I've seen a few of these lists. Many repeat the same books. After sifting through a variety of similar headings, I decided to make my own catalogue. This catalogue will reflect what I personally think are great art books. Please note that I am a measly art student, and so my opinions on these books may be skewered and/or incomplete. Please use your own reasoning on art and cross reference with ideas presented to verify the usefulness of these books.

Books listed are what I consider to be the most important from a foundational perspective. Using the following three books would give great grounding, and be an efficient way to learn for any beginner artist. Read on and witness the Top 10 Concept Art Books: Part 1.

How to Draw

by Scott Robertson


How to Draw: drawing and sketching objects and environments from your imagination. Top of the list. This is the most foundational book that all concept artists should have. It covers drawing, perspective, and calculating shadows. From these foundations you will learn to draw anything you can think of. To be able to draw anything as you understand is one the greatest skills for any who works within visual media. Therefore this book should be first in line for furthering your craft.

For the arty souls it can be a bit dry. If you feel like the book is breaking 'art' down into scientific ideas, then you'd be exactly right. There's no go-around. While you don't necessarily have to plot shadows for every drawing, you need to understand the logic behind it. You have to bury your head in this knowledge, ingest the soil of perspective, and exhale visual communication.

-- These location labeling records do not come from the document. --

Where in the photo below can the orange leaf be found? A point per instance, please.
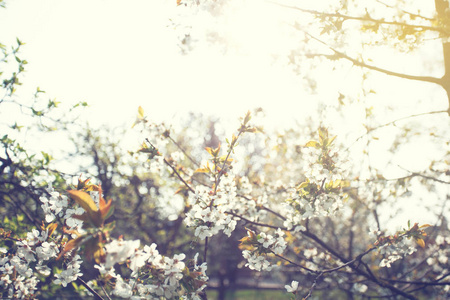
(84, 200)
(420, 242)
(51, 228)
(72, 244)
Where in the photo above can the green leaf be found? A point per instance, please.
(84, 200)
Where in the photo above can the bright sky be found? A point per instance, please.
(117, 56)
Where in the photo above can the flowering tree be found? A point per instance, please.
(304, 208)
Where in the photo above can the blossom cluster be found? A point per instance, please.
(20, 271)
(152, 275)
(260, 246)
(394, 251)
(209, 211)
(311, 200)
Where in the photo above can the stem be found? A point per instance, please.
(96, 295)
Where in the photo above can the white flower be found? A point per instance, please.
(202, 232)
(122, 289)
(293, 287)
(118, 251)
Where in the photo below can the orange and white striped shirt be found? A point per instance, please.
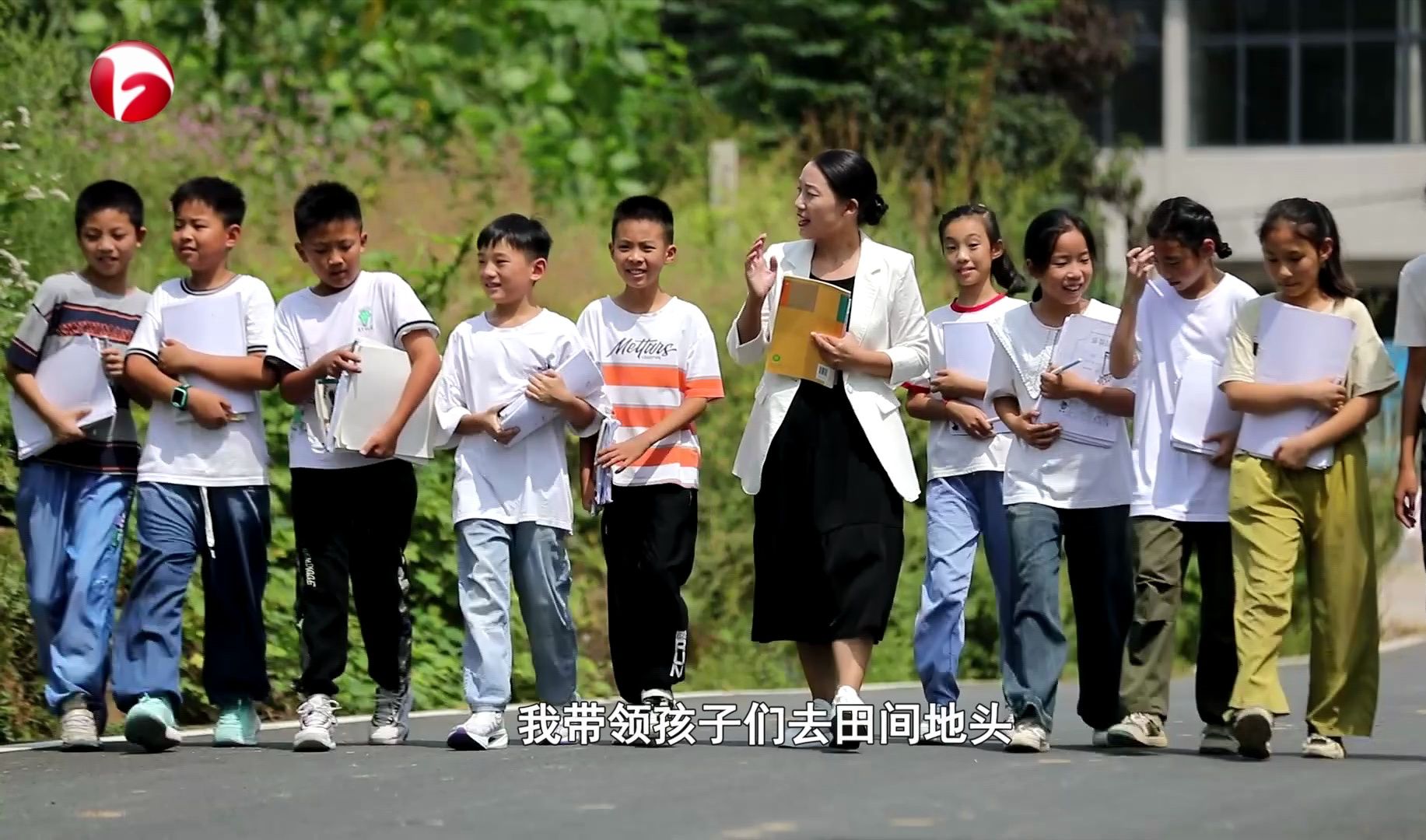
(652, 362)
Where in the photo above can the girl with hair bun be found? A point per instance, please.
(830, 468)
(1178, 311)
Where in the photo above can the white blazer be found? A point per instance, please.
(888, 314)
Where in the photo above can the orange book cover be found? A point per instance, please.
(804, 307)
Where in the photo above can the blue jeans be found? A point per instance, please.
(230, 528)
(1101, 583)
(72, 530)
(534, 555)
(960, 511)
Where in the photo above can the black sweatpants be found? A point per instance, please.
(649, 535)
(352, 525)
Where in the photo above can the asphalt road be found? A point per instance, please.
(734, 790)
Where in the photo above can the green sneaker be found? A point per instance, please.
(237, 726)
(150, 725)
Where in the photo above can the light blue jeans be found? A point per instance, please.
(960, 511)
(72, 527)
(491, 554)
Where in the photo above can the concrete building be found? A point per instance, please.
(1238, 103)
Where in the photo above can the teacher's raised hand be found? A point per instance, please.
(759, 271)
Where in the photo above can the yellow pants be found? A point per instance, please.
(1277, 513)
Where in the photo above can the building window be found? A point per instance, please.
(1134, 106)
(1305, 72)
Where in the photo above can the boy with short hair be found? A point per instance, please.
(660, 369)
(203, 489)
(72, 504)
(351, 511)
(512, 506)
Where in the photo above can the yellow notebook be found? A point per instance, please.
(804, 307)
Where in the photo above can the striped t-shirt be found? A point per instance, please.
(68, 307)
(650, 362)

However, once you understand the rules, then you can begin to manipulate them. Rules are a tool. Never forget that.

Graphic L.A.

by Robh Ruppel

Graphic L.A. breaks down 'everyday' urban scenes composition into graphic ideas. From this book you can learn to think graphically within art. It is a different approach to the "How to Draw"/viscom/dynamic sketching method. I feel as though the 'How to Draw' method focuses on scientific perspective, and in being accurate. Contrastingly, Graphic L.A. zooms in on making representational shapes, and bending scenes for a simpler read. It is as though 'How to Draw' is for drawing single objects accurately, while Graphic L.A. brings objects together to create a scene.

Admittedly, this book is harder to digest if you are a 'right brainer' (scientific/logical). You may skip past through the pages and think "Yeah, okay. That makes sense". However, you probably already know that concept art is a time skill. And you can't fake time. You need the mileage from actually drawing the compositions. Copy every composition in the book, and then find a similar way to apply it for your own study in real life. From there, you will be able to internalise and consume the tangible knowledge inside.

Edit: There must be other good books that describe visual communication in a graphic form. If you have any suggestions please let me know in the comments below :)

Figure Drawing

by Michael Hampton

Figure Drawing: Design and Invention. So you know how to draw from "How to Draw", and you understand graphic shapes with "Graphic L.A." Well done. But without drawing people, you can never populate your theatre. Art is an expression of our human condition. Having figures in your scene will make it that much more emotional. Figure Drawing is the foundational book for understanding how to draw people. It blends both a 'scientific' understanding of the body (How to Draw), with a graphic portrayal (Graphic L.A.). Furthermore, it adds in a new component. Emotion.

Don't forget it's 'art'! It's about how it makes us feel!

And that's a wrap for Part 1! Hope you've gained some new insights into learning. Train smarter, not harder.